As part of the ipyrad.analysis
toolkit we've created convenience functions for easily running common RAxML commands. This can be useful when you want to run all of your analyes in a clean stream-lined way in a jupyter-notebook to create a completely reproducible study.
There are many ways to install raxml, the simplest of which is to use conda. This will install several raxml binaries into your conda path. If you want to call a different version of raxml that can easily be done by changing the parameter 'binary'.
## conda install ipyrad -c ipyrad
## conda install toytree -c eaton-lab
## conda install raxml -c bioconda
Create a raxml object which has a bunch of default parameters associated with it. The only required argument to initialize the object is a phylip formatted sequence file. In this example I provide a name and working directory as well.

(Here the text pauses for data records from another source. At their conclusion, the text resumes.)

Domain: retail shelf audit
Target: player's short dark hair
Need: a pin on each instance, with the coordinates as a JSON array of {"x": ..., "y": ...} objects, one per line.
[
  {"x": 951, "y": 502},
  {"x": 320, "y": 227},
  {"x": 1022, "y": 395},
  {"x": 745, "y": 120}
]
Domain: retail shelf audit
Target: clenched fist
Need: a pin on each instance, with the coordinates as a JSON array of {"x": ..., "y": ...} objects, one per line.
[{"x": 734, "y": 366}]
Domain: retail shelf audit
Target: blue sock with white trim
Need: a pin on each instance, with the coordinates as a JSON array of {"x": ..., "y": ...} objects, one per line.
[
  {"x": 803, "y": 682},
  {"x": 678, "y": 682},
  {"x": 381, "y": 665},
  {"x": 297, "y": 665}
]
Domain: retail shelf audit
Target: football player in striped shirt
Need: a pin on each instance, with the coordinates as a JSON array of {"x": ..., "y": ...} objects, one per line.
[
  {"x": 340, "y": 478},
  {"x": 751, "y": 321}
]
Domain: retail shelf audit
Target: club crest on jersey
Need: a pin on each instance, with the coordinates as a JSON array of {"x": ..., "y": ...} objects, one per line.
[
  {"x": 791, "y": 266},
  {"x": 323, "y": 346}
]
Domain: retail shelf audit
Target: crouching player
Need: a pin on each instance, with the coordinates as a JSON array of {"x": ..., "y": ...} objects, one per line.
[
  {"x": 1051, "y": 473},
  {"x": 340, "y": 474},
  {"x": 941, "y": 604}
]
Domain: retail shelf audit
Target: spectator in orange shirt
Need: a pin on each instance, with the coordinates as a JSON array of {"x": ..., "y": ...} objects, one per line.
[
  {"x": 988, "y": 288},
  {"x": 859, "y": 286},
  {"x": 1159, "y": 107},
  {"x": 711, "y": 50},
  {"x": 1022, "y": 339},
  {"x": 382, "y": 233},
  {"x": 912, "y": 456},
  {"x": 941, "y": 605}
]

import ipyrad.analysis as ipa
import toyplot
import toytree
rax = ipa.raxml(
data="./analysis-ipyrad/aligntest_outfiles/aligntest.phy",
name="aligntest",
workdir="analysis-raxml",
);
You can also modify many of the other command line arguments to raxml by changing values in the params dictionary of your raxml object. These values could also have been set when you initialized the object.
## set some other params
rax.params.N = 10
rax.params.T = 2
rax.params.o = None
#rax.params.o = ["32082_przewalskii", "33588_przewalskii"]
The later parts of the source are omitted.